ロードとデヴィッド・ボウイは女優のティルダ・スウィントンとともに2014年に一緒にいるところを撮影されている。当時、ロードはその写真をインスタグラムにアップしており、キャプションには「Heroes」とだけ綴られている。

今回、1月10日にデヴィッド・ボウイが亡くなったのを受けて、ロードは自身のアイドルと会った時のことを思い返して、テキストを綴っている。

「ミスター・ボウイ、今は少しだけこの話をしなければならないと思うのです」と彼女は書き出している。

「彼に会ったのは、ティルダ・スウィントンを讃える、贅沢な『ヴォーグ』のベネフィット・コンサートのことでした。会場は生花に溢れてて、わたしはまだ17歳にもなっていませんでした。アメリカはわたしにとって新しいことだらけで、間違いなく不安に苛まれていて、自分の人生に起こっていることすべてに対して不信感を抱いていました。そうしたものが、目を細めて、平坦な声で喋らなければならない、このジャンパンだらけの空間に連れてきたのです。ここで、わたしは自分に鞭打ち、身体を引きつらせ、プラットフォーム・ブーツを履いて、3曲を歌いました」

「その後、(アメリカ版『ヴォーグ』編集長の)アナ(・ウィンター)が私の手を掴んで、『デヴィッドがあなたに会いたがっているわ』と言って、私を引っ張っていきました。パーティに集まった人たち、丸テーブル、ろうそくやグラス、どんどんうるさくなっていくお喋りを抜けると、そこに彼がいたのです」

「わたしはそれまで自分のヒーローに会ったことはありませんでしたし、それでいいと思っていました。だって、そういうのってうざったいし、プレッシャーはあまりに巨大なものだし、楽しめないものですから。でも、デヴィッドは違っていました。話をしながら私の手を優しく撫でてくれたこと、彼の瞳に宿っていた光のことを、わたしは絶対に忘れません」

heroes

Lordeさん(@lordemusic)が投稿した写真 –

デヴィッド・ボウイ、ハッピー・バースデイ。BFAのアーカイヴからビリー・ファレルによるティルダ・スウィントン、デヴィッド・ボウイ、ロードの3ショット。

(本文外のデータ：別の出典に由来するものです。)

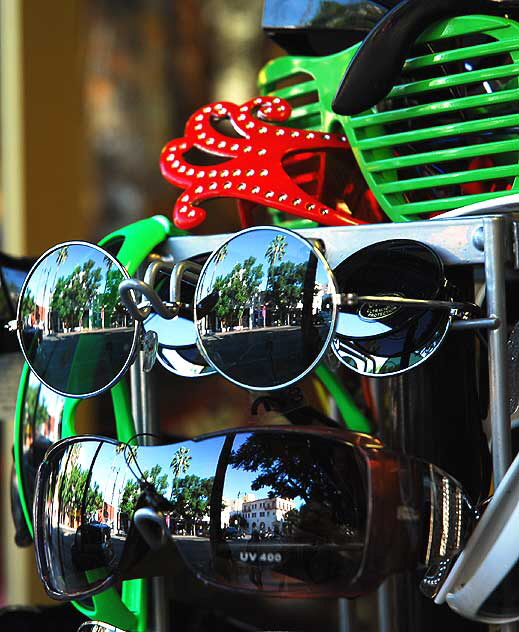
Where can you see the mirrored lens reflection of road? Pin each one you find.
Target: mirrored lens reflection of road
(273, 355)
(84, 361)
(70, 562)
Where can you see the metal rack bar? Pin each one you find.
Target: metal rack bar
(485, 241)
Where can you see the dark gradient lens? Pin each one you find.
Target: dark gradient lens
(288, 513)
(41, 416)
(75, 334)
(274, 315)
(98, 626)
(503, 602)
(384, 339)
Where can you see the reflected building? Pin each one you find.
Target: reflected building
(266, 515)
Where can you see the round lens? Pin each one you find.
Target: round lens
(286, 513)
(268, 308)
(74, 332)
(388, 339)
(177, 350)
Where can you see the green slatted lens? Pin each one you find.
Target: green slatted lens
(447, 134)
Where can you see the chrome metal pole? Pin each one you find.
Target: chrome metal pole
(495, 255)
(144, 423)
(385, 607)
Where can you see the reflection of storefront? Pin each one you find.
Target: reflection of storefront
(264, 514)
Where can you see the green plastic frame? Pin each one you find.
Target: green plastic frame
(127, 610)
(376, 148)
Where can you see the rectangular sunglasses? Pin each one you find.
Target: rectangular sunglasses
(285, 511)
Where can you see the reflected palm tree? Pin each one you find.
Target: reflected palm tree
(275, 252)
(60, 260)
(179, 464)
(220, 256)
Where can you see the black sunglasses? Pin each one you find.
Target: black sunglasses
(282, 510)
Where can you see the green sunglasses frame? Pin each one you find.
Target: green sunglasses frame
(129, 609)
(372, 142)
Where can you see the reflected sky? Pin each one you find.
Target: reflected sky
(49, 271)
(111, 467)
(255, 244)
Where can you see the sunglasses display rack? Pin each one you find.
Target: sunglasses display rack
(489, 242)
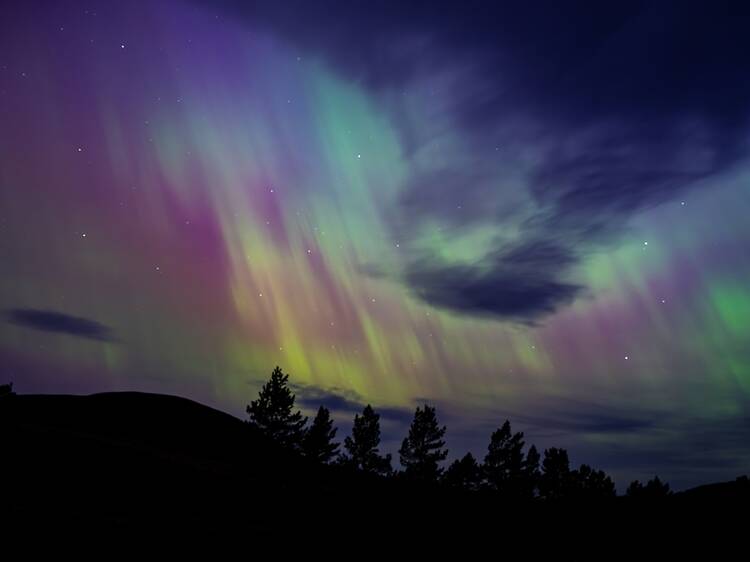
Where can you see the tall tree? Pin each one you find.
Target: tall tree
(423, 450)
(592, 484)
(556, 480)
(273, 412)
(503, 464)
(464, 474)
(653, 489)
(362, 446)
(318, 443)
(530, 474)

「その夜、私のなかで何かが変わりました――ある種の穏やかな気持ち、安心感が広がったのです。この短い時間で、彼はわたしを新しい人生へと導いてくれました。完璧なグレーのスーツに身を包んだ、年老いたロックンロールの異星人にして天使−−。わたしは自分がそれまでやってきたこと、そして今後やっていくであろうことすべてについて、彼が見守る中でやっていくように思えたのです。そして、自分のとんがった異質性を誇りに思っていることを理解しました。彼もそうした部分を誇りに思っていたからです。もうダンスを、最新のダンスを練習することを止めはしないと思いました」

「彼に対して抱く感情は変わることはないでしょう。この先の人生も、ずっといつも同じ車の中でぶつかり合っているみたいなものなのでしょう。ありがとう。デヴィッド・ボウイ」

デヴィッド・ボウイは18ヶ月にわたるガンとの闘病生活の末、1月10日に亡くなった。その69歳の誕生日である1月8日に最新アルバム『★(ブラックスター)』がリリースされている。

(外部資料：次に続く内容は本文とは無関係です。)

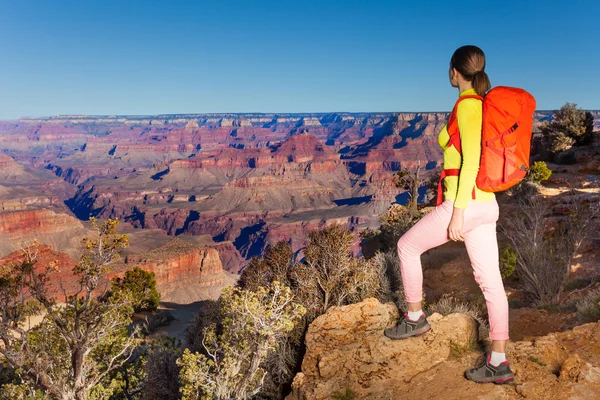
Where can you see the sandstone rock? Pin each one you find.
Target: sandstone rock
(177, 263)
(346, 348)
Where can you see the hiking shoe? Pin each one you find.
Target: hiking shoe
(486, 372)
(406, 328)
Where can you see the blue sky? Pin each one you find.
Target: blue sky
(144, 57)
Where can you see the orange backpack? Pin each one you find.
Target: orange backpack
(506, 139)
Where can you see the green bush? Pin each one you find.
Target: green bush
(570, 126)
(141, 286)
(508, 261)
(253, 325)
(539, 172)
(588, 308)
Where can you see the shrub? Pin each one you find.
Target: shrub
(162, 373)
(570, 126)
(538, 172)
(446, 306)
(545, 248)
(508, 261)
(331, 275)
(73, 351)
(140, 285)
(588, 308)
(253, 324)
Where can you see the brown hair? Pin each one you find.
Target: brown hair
(470, 62)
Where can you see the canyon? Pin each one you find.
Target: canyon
(201, 194)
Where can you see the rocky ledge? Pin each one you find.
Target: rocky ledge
(346, 352)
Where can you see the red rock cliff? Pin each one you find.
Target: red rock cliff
(178, 262)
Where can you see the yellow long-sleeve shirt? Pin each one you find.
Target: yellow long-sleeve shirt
(469, 115)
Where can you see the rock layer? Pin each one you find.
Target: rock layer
(346, 348)
(347, 351)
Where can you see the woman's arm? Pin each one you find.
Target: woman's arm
(469, 115)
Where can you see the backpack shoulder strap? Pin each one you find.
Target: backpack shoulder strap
(453, 123)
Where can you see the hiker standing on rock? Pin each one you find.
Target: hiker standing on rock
(464, 211)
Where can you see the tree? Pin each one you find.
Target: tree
(570, 126)
(538, 172)
(140, 285)
(330, 274)
(78, 343)
(410, 181)
(252, 325)
(544, 247)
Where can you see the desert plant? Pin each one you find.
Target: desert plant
(77, 345)
(588, 307)
(252, 326)
(538, 172)
(545, 248)
(141, 286)
(162, 372)
(411, 182)
(446, 306)
(331, 275)
(570, 126)
(508, 261)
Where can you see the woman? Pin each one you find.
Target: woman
(466, 214)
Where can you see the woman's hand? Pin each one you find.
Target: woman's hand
(455, 229)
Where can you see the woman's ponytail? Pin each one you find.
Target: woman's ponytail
(470, 62)
(481, 83)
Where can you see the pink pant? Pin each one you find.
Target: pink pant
(480, 238)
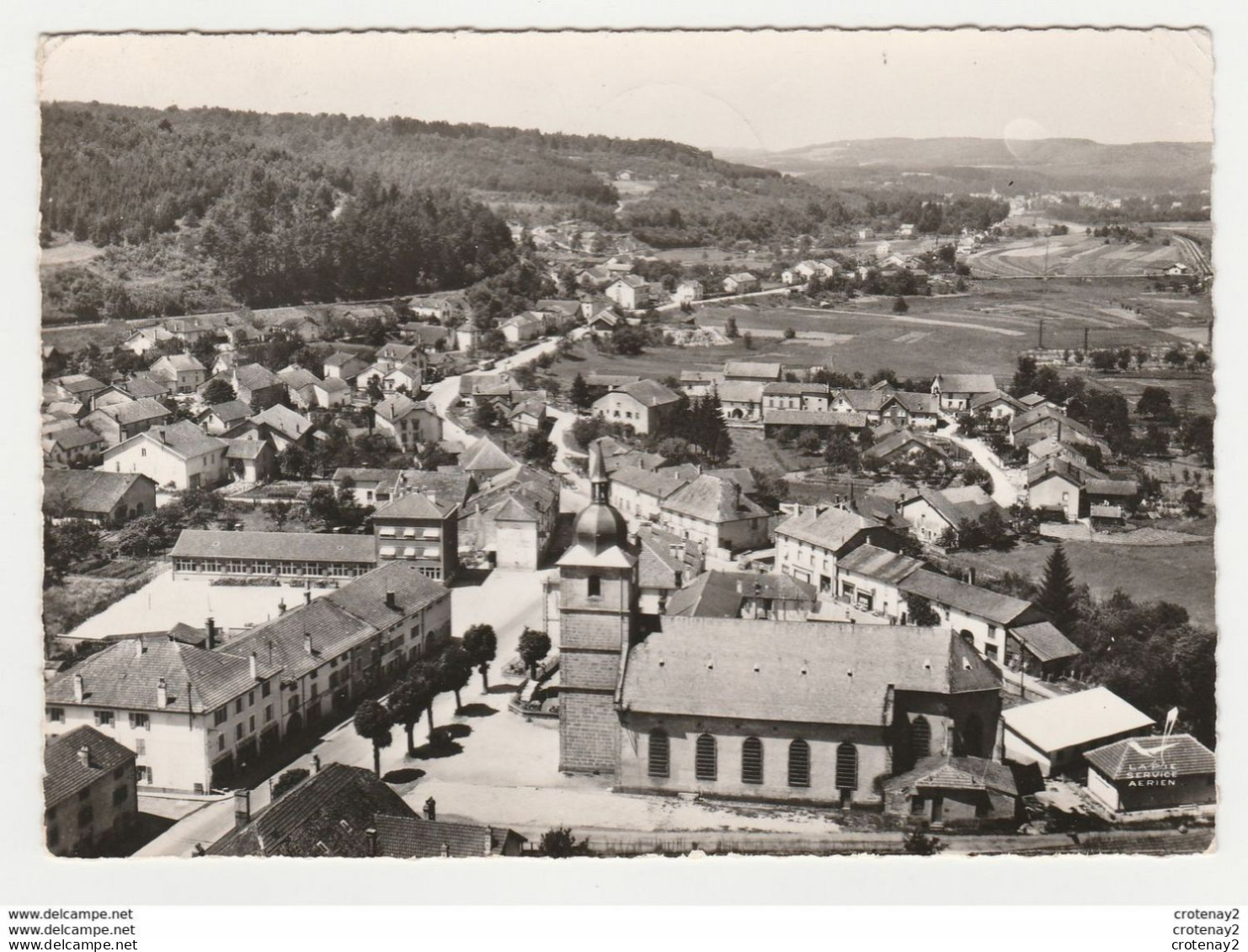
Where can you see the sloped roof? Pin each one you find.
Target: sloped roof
(794, 670)
(712, 499)
(875, 563)
(326, 815)
(829, 529)
(484, 455)
(315, 546)
(956, 774)
(1074, 719)
(411, 838)
(126, 674)
(1043, 641)
(852, 419)
(966, 382)
(88, 491)
(753, 369)
(65, 775)
(970, 599)
(183, 439)
(230, 411)
(1182, 754)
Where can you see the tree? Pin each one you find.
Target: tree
(455, 670)
(481, 643)
(579, 393)
(1057, 595)
(280, 513)
(487, 416)
(1155, 403)
(920, 612)
(535, 646)
(289, 780)
(408, 701)
(919, 843)
(373, 722)
(538, 449)
(219, 391)
(558, 843)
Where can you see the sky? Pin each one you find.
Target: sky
(754, 90)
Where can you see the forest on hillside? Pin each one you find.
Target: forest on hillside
(201, 217)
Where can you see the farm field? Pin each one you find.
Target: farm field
(1183, 574)
(1071, 255)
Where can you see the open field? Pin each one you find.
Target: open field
(1072, 255)
(1183, 574)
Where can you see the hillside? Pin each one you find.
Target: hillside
(981, 163)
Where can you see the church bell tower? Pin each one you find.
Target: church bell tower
(597, 613)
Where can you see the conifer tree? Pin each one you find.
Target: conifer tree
(1057, 592)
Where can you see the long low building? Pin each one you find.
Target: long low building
(251, 554)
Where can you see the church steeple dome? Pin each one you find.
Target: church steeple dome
(600, 525)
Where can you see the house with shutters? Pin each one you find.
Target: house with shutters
(644, 405)
(119, 422)
(956, 391)
(90, 795)
(178, 455)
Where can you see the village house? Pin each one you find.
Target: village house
(513, 518)
(760, 370)
(108, 499)
(90, 795)
(119, 422)
(714, 512)
(744, 594)
(179, 455)
(220, 418)
(631, 292)
(1056, 732)
(1165, 773)
(180, 372)
(279, 556)
(950, 790)
(77, 387)
(484, 460)
(784, 396)
(688, 292)
(407, 422)
(956, 391)
(810, 542)
(344, 367)
(665, 564)
(743, 282)
(72, 445)
(740, 400)
(644, 405)
(931, 512)
(422, 529)
(639, 493)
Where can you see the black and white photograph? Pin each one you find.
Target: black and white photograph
(609, 444)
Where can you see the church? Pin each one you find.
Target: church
(808, 711)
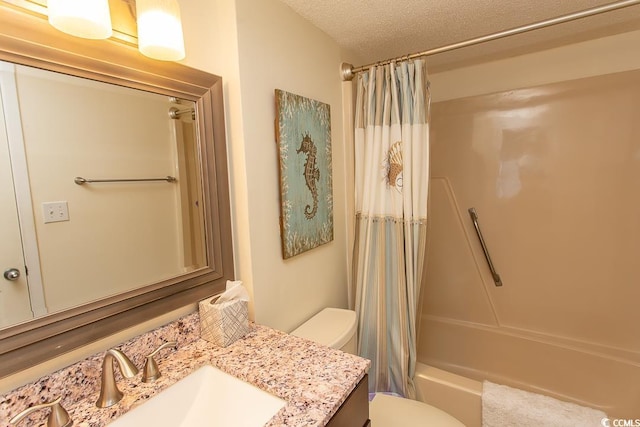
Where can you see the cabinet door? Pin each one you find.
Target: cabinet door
(355, 410)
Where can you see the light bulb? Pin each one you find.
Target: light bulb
(160, 29)
(89, 19)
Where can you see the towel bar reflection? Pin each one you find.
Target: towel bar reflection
(494, 273)
(80, 180)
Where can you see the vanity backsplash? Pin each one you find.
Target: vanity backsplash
(82, 380)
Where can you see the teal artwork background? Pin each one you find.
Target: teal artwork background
(298, 116)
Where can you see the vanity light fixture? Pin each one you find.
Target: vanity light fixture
(89, 19)
(159, 25)
(160, 29)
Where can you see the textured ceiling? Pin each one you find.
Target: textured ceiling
(376, 30)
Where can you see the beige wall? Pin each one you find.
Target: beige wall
(257, 47)
(280, 50)
(550, 162)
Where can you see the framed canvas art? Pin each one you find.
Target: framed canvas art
(303, 135)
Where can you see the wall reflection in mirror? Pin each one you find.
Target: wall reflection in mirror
(71, 244)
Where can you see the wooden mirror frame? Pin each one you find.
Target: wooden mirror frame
(28, 39)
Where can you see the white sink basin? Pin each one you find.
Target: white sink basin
(206, 397)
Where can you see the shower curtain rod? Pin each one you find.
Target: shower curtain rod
(348, 71)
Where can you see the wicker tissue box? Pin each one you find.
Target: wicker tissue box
(224, 323)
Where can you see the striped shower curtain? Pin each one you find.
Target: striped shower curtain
(392, 176)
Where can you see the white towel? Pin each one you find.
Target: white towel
(504, 406)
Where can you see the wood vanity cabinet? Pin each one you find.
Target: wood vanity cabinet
(354, 412)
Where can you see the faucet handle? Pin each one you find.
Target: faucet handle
(59, 417)
(151, 371)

デヴィッド・ボウイのフェイスブックには「2016年1月10日、デヴィッド・ボウイは18ヶ月に及ぶ勇敢なガンとの闘いを受けて、家族に囲まれて安らかに亡くなりました。みなさんの多くがこの喪失を共有してくださることでしょう。しばらくは家族のプライヴァシーに御配慮をいただくことをお願い致します」というメッセージが投稿されている。

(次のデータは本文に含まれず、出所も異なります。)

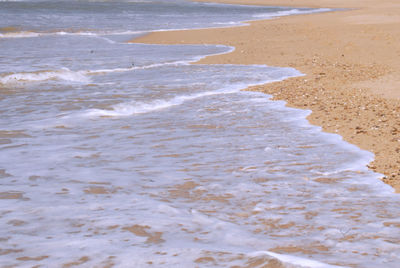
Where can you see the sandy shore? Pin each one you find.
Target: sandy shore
(351, 60)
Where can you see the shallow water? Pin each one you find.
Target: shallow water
(128, 155)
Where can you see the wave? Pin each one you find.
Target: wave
(65, 74)
(30, 34)
(38, 76)
(294, 11)
(131, 108)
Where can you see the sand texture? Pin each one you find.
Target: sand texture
(351, 60)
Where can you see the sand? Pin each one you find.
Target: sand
(351, 59)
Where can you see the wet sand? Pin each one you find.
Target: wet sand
(351, 62)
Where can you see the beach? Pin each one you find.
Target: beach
(350, 61)
(123, 154)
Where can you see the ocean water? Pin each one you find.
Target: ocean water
(127, 155)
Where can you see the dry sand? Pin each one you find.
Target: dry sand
(351, 60)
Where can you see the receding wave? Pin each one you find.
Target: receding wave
(38, 76)
(30, 34)
(131, 108)
(294, 11)
(73, 76)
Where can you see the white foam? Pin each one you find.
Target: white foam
(131, 108)
(303, 262)
(290, 12)
(38, 76)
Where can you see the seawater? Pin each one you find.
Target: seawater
(127, 155)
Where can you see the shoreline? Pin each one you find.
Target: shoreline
(350, 62)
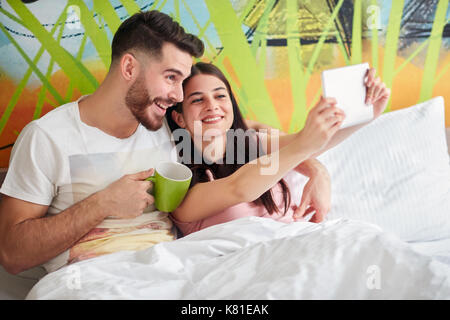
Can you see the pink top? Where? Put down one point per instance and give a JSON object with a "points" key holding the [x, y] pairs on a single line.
{"points": [[245, 209]]}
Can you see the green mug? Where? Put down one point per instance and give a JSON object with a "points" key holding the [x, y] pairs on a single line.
{"points": [[170, 184]]}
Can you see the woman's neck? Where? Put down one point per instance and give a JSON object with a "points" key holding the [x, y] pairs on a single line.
{"points": [[213, 148]]}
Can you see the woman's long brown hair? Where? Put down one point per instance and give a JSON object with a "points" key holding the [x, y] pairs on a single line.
{"points": [[225, 169]]}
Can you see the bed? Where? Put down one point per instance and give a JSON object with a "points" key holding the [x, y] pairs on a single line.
{"points": [[387, 235]]}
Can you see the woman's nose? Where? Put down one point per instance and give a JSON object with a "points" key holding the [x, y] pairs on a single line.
{"points": [[210, 105]]}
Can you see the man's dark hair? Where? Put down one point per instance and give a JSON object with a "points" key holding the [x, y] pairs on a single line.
{"points": [[147, 31]]}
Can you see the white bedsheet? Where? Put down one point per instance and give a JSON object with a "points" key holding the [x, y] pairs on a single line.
{"points": [[257, 258]]}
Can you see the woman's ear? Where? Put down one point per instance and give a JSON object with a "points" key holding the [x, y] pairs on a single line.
{"points": [[178, 118]]}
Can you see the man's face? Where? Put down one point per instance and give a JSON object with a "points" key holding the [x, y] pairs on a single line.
{"points": [[158, 86]]}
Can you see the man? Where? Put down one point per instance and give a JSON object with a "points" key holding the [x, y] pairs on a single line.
{"points": [[76, 187]]}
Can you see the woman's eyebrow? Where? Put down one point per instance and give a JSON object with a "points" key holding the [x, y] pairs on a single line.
{"points": [[198, 92], [175, 71]]}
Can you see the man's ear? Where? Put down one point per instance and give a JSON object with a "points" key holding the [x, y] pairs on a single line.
{"points": [[178, 118], [129, 67]]}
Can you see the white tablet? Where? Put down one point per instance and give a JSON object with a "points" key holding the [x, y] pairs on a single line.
{"points": [[346, 85]]}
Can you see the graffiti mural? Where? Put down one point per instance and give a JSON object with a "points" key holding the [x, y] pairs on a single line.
{"points": [[273, 51]]}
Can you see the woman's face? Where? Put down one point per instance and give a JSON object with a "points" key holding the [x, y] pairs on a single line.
{"points": [[207, 107]]}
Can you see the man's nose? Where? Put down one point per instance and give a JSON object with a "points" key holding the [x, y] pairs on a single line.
{"points": [[177, 94]]}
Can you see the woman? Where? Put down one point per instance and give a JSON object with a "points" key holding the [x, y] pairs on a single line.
{"points": [[222, 190]]}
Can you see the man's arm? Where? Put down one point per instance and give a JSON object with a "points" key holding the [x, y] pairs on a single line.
{"points": [[29, 238]]}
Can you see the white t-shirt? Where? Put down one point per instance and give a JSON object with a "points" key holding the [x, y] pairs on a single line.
{"points": [[59, 160]]}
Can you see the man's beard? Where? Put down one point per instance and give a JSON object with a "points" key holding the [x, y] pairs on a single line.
{"points": [[138, 101]]}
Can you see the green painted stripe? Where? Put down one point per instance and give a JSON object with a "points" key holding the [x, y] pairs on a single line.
{"points": [[248, 7], [14, 99], [106, 10], [238, 51], [297, 77], [320, 43], [210, 50], [391, 44], [260, 34], [342, 49], [70, 88], [98, 35], [374, 39], [83, 79], [43, 91], [357, 33], [22, 84], [432, 59]]}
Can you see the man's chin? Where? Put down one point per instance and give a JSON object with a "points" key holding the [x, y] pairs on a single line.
{"points": [[151, 125]]}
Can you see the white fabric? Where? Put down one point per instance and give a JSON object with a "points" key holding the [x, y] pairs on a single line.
{"points": [[259, 258], [58, 160], [394, 172]]}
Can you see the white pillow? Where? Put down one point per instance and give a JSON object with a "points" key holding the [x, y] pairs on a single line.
{"points": [[394, 172]]}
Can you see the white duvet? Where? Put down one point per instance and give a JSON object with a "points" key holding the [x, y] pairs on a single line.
{"points": [[257, 258]]}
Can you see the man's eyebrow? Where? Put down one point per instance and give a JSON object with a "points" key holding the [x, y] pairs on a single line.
{"points": [[175, 71], [198, 92]]}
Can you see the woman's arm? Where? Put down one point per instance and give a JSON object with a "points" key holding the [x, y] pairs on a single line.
{"points": [[254, 178]]}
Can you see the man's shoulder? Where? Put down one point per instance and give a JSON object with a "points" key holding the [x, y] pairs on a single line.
{"points": [[61, 117]]}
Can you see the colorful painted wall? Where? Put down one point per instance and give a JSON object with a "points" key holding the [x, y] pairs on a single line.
{"points": [[53, 51]]}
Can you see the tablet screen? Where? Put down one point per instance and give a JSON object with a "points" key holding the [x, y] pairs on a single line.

デヴィッド・ボウイ死去に寄せられた多くの追悼の中で、ドイツ外務省はベルリンの壁の崩壊を手助けしてくれたことに対して感謝の意を述べている。ラフ・トレード・レコードはデヴィッド・ボウイのアルバム・セールスの収益を1月いっぱい癌患者へのチャリティーに当てると発表した。また、ブライアン・イーノはデヴィッド・ボウイが彼に送った最後のメールについて語り、それが思い返せば、彼の別れのメッセージだったと述べている。